SELECTION CRITERIA: Types of studies considered for review were randomised controlled trials testing an antibiotic or anti-inflammatory drug against placebo (with or without physical therapies).

DATA COLLECTION AND ANALYSIS: Eligibility for inclusion was confirmed by two blinded reviewers who screened the papers independently using a checklist of criteria relating to the randomisation and blinding of a trial. Both reviewers extracted data from the eligible studies using a data extraction form.

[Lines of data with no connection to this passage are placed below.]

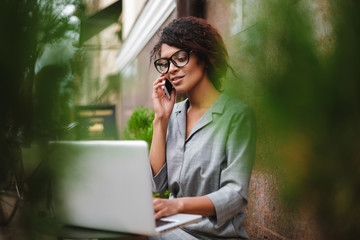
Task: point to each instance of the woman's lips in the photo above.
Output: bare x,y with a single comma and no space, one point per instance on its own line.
176,80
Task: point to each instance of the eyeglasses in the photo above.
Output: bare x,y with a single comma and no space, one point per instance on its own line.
179,59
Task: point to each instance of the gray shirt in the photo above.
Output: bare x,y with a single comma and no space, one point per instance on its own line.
215,160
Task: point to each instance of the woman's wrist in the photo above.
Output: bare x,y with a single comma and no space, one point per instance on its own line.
160,120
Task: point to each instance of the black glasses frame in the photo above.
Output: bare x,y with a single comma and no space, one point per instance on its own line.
171,60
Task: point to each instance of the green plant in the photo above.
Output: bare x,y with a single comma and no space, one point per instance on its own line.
139,125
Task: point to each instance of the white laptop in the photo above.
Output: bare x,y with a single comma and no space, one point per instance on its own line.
106,185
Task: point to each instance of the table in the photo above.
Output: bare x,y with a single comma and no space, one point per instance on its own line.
59,231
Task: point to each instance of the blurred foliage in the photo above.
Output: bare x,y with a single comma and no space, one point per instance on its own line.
301,75
34,103
139,125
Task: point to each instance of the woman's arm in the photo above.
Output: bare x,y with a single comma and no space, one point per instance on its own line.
191,205
157,150
163,108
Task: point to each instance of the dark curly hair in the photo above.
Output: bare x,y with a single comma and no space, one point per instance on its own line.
204,40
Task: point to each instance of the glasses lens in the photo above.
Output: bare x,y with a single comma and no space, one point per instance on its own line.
181,58
162,65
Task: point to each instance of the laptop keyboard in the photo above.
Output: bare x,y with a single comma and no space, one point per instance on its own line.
160,222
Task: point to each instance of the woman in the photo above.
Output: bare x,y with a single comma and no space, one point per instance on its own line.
203,147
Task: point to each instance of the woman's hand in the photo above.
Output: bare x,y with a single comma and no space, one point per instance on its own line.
162,105
166,207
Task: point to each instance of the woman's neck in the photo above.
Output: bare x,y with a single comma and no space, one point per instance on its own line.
203,96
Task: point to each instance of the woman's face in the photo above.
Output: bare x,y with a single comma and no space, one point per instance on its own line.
184,79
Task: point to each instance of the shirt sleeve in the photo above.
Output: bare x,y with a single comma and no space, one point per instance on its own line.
159,181
232,196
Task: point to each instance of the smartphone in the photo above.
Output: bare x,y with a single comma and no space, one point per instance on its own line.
167,88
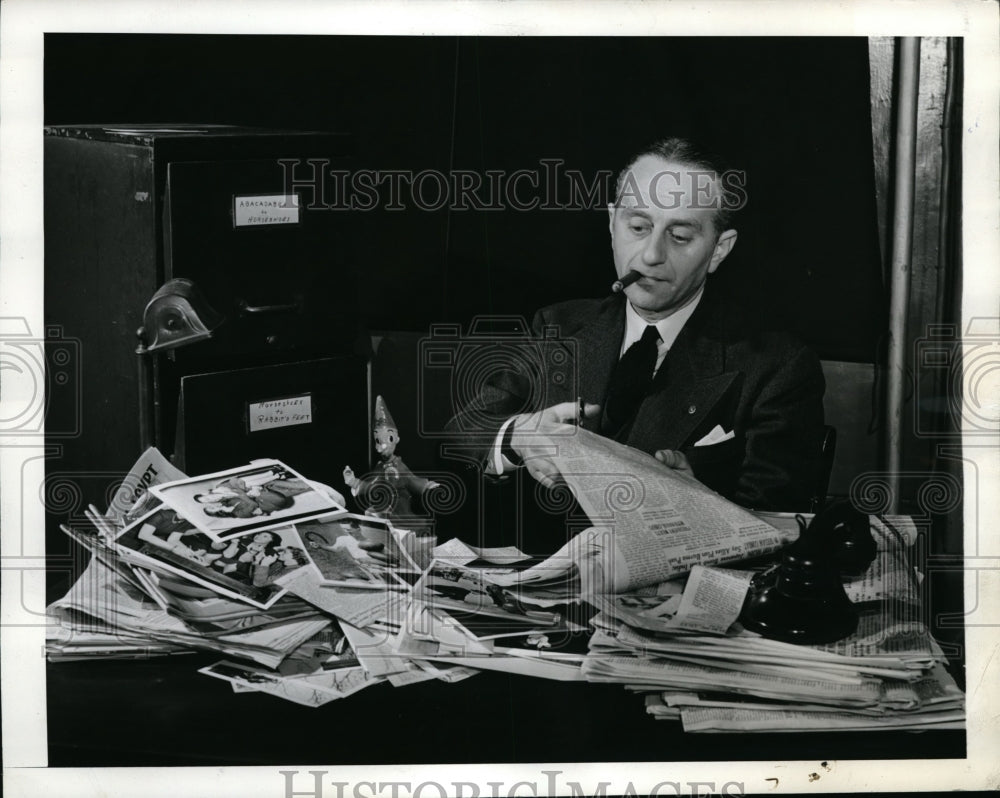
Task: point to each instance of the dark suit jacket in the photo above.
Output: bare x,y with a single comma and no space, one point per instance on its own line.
722,370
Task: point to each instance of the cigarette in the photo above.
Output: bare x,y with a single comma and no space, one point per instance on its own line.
620,285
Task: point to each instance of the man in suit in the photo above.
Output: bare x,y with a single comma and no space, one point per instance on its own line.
669,366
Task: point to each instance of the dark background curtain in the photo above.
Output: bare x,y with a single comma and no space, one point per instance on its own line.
793,112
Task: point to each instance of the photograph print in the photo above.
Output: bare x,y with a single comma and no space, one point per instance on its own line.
259,496
247,567
357,551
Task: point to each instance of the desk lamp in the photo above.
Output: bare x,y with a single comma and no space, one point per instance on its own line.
177,315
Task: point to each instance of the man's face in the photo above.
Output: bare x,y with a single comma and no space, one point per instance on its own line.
663,228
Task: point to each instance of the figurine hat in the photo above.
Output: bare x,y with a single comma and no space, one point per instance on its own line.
382,416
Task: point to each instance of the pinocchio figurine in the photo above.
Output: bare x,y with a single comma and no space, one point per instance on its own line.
389,489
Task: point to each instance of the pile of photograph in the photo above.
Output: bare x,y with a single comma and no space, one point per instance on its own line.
307,601
888,674
301,598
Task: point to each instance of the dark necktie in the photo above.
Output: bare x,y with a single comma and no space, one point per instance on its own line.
630,382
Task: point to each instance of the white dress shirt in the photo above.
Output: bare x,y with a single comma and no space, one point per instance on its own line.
668,328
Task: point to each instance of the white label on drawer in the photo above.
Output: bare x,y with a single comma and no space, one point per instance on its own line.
275,413
270,209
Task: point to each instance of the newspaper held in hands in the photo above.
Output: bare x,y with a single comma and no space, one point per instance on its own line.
651,523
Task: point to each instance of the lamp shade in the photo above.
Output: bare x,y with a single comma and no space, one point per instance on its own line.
178,315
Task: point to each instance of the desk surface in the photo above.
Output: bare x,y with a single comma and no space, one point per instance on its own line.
162,712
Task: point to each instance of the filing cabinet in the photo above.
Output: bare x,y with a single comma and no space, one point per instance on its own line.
129,207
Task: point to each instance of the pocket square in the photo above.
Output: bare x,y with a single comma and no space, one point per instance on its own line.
717,435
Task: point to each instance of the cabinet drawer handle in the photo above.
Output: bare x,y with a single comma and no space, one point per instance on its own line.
246,309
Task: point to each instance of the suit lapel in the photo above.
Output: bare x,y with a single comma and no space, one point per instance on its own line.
598,346
686,389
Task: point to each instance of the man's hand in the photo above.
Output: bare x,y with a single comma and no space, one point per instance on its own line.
674,459
532,437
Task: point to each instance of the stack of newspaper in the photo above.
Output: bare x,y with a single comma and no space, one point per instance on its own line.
303,599
685,649
309,602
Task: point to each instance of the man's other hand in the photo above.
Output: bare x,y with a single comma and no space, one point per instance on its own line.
532,435
674,459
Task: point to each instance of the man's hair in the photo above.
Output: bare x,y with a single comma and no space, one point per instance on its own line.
687,153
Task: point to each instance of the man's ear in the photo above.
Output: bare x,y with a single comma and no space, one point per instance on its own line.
723,247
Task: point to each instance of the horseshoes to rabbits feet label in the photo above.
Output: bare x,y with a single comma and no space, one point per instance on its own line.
276,413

MAIN RESULTS: Overall, four studies (364 randomised patients) were included. Two of these studied the effects of intensive physical treatment plus selenium or placebo in preventing AIE, and two studied the effects of Ivermectin, Diethylcarbamazine (DEC) (anti-filarial agents) and penicillin as prophylactic treatment for adeno lymphangitis(ADL) versus placebo.Both selenium trials reported no inflammatory episodes during the trial period in the treated group but one case of infection in the two placebo groups respectively during the first three weeks of each trial. Seven additional cases of infection in trial one and 14 cases in trial two required treatment in the three month follow up period.One anti filarial trial reported a total of 127 ADL episodes for all groups during the treatment year (compared with 684 episodes reported for the same participants during the pre-treatment year). Another 228 ADL episodes were reported during the trial follow-up year but no significant differences were found between the three groups. No apparent link was found between the grade of oedema and the frequency of ADL episodes. However, there was a significant link between increased episodes and the rainy season. In the penicillin group the mean number of inflammatory episodes was reduced from 4.6 to 0.5 after treatment and increased to 1.9 at the end of the follow-up year.

REVIEWERS' CONCLUSIONS: The effectiveness of selenium in preventing AIE in lymphoedema remains inconclusive in the absence of properly conducted randomised controlled trials. Anti-filarials (DEC and Ivermectin) do not appear to reduce ADL episodes in filarial lymphoedema. Foot care may be important in reducing ADL episodes, and penicillin appears to contribute to a significant reduction in ADL, when combined with foot-care. It seems reasonable to emphasise the importance of foot-care to patients and practitioners in preventing infection and this may also apply to care of the arm in women who develop lymphoedema following breast cancer treatment. However, properly conducted trials are needed to demonstrate any efficacy of these interventions.